= Caroline Shirley, Duchess Sforza Cesarini =

Caroline Shirley, Duchess Sforza Cesarini (December 1818 – 17 November 1897) was an Englishwoman who married into the Italian aristocracy at the age of eighteen. She is noteworthy for having become, half a century later, the patroness of the writer Frederick Rolfe.

Caroline Shirley was born in England at around Christmas in 1818. It is known that she was baptized on 29 December that year in the Church of St Mary and St Chad at Brewood in Staffordshire, but the precise date of her birth cannot be established because in those days there was no requirement for the date of birth to be registered. Her father was Robert Sewallis Shirley, Viscount Tamworth (9 November 1778 – 6 June 1824), heir to Robert Shirley, 7th Earl Ferrers (1756–1827), and her mother was a servant girl in Earl Ferrers's household. Her father died when Caroline was only five, but her grandfather the Earl, when he died in 1827, left a will in which he made surprisingly generous provision for her.

In 1837 she married the thirty-year-old Duke Lorenzo Sforza Cesarini. By coincidence, Duke Lorenzo had also been born illegitimately. His mother, having fallen pregnant to a Russian officer, a Colonel named Carl Marshall, also of English descent, gave birth to the child in her husband's palazzo, and in 1834 the Roman Rota upheld Lorenzo's claim to the dukedom on the ground that a child born in the marital home was presumed in law to have been the legitimate offspring of the head of the house.

Lorenzo and Caroline were each heirs to a fortune, the security of which depended to some extent upon their nationality and religion, and the couple decided they should go through a sequence of four marriage ceremonies. They were first married in a brief civil ceremony at Gretna Green on 26 August 1837. Caroline was then received into the Catholic Church, and on 17 September Thomas Griffiths, Vicar Apostolic of London married the couple in his private chapel in Westminster. Then on 28 October their marriage was solemnised in an Anglican service at Trinity Church, St Marylebone, after which they left for the Papal States and a fourth ceremony to satisfy the requirements of the authorities in Rome.

The couple returned to Italy and watched with satisfaction as their two sons grew to manhood. Over the course of the 1850s, Caroline and her family were converted to the cause of a united Italy. When in 1860 the French emperor Napoleon III withdrew his troops from Rome, Lorenzo was appointed Commissary for the Piedmontese forces at Rieti. Caroline was unreservedly on the side of unification, and publicly defended the pro-unification troops, however unruly they became.

After Lorenzo's death in 1866, his two sons, Francesco and Bosio, began to use their homes to store guns. This caused the papal government to order the confiscation of all the Sforza Cesarini properties, not restored to them until Victor Emmanuel entered Rome in 1871, accompanied by Duke Francesco, Caroline's elder son, as one of his royal consiglieri. Throughout the remainder of her life Caroline was loath to accept that the papal authorities had had the slightest justification for their actions, which she preferred to characterise as petty harassment.
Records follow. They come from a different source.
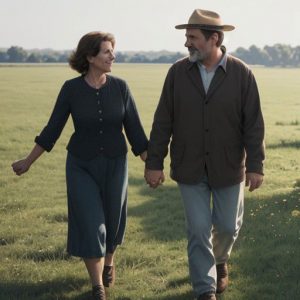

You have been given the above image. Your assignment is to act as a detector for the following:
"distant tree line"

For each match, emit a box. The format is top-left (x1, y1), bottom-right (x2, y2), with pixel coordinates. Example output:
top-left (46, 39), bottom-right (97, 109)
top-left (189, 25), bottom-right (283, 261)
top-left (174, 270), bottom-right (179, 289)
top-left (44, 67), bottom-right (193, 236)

top-left (0, 44), bottom-right (300, 67)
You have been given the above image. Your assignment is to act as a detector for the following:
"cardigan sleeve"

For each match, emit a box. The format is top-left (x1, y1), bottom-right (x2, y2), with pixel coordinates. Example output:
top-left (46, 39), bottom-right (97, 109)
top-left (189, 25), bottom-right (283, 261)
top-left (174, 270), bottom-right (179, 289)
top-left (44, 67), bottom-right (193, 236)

top-left (35, 82), bottom-right (70, 152)
top-left (243, 70), bottom-right (265, 175)
top-left (123, 82), bottom-right (148, 156)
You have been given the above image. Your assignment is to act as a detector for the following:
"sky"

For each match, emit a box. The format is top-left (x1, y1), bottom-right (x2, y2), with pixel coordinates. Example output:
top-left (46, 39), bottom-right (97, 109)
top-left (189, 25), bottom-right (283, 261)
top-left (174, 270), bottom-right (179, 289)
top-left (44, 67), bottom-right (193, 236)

top-left (0, 0), bottom-right (300, 52)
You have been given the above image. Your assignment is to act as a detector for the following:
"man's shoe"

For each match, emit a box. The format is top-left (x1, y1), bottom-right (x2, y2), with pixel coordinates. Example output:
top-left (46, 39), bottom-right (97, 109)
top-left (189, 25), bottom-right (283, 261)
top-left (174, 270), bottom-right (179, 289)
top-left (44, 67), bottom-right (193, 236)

top-left (197, 292), bottom-right (217, 300)
top-left (216, 263), bottom-right (228, 294)
top-left (92, 284), bottom-right (106, 300)
top-left (102, 265), bottom-right (116, 287)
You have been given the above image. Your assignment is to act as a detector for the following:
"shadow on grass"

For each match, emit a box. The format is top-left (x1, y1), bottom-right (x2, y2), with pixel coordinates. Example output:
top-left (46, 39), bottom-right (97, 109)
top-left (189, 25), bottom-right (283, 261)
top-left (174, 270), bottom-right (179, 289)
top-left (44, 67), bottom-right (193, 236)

top-left (267, 140), bottom-right (300, 149)
top-left (0, 277), bottom-right (90, 300)
top-left (20, 246), bottom-right (72, 262)
top-left (128, 178), bottom-right (186, 241)
top-left (129, 179), bottom-right (300, 300)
In 1890, the English writer Frederick Rolfe ('Baron Corvo') was expelled from the Scots College in Rome, where he had been testing his vocation to the Catholic priesthood. Duchess Caroline, who had been introduced to Rolfe by one of her young relatives, Mario Sforza Cesarini dei Conti Santa Fiora, took pity on him. She invited him to spend the summer at the Palazzo Sforza Cesarini at Genzano di Roma outside the capital where, according to his biographer, "he gained a lasting insight into Italian history and character". Rolfe made friends with a group of the local Genzano ragazzi, with whom he explored the local countryside and whom he later immortalised in his folk tales Stories Toto Told Me. When he returned to England in November 1890, the Duchess initially forwarded him a monthly allowance, on the understanding that he would work steadily on his writing, but she terminated this allowance several months later, playing no further part in his life. Rolfe experts believe that, in giving him the opportunity to imbibe Italian culture over many carefree months, Caroline was an important early influence on Rolfe's writing.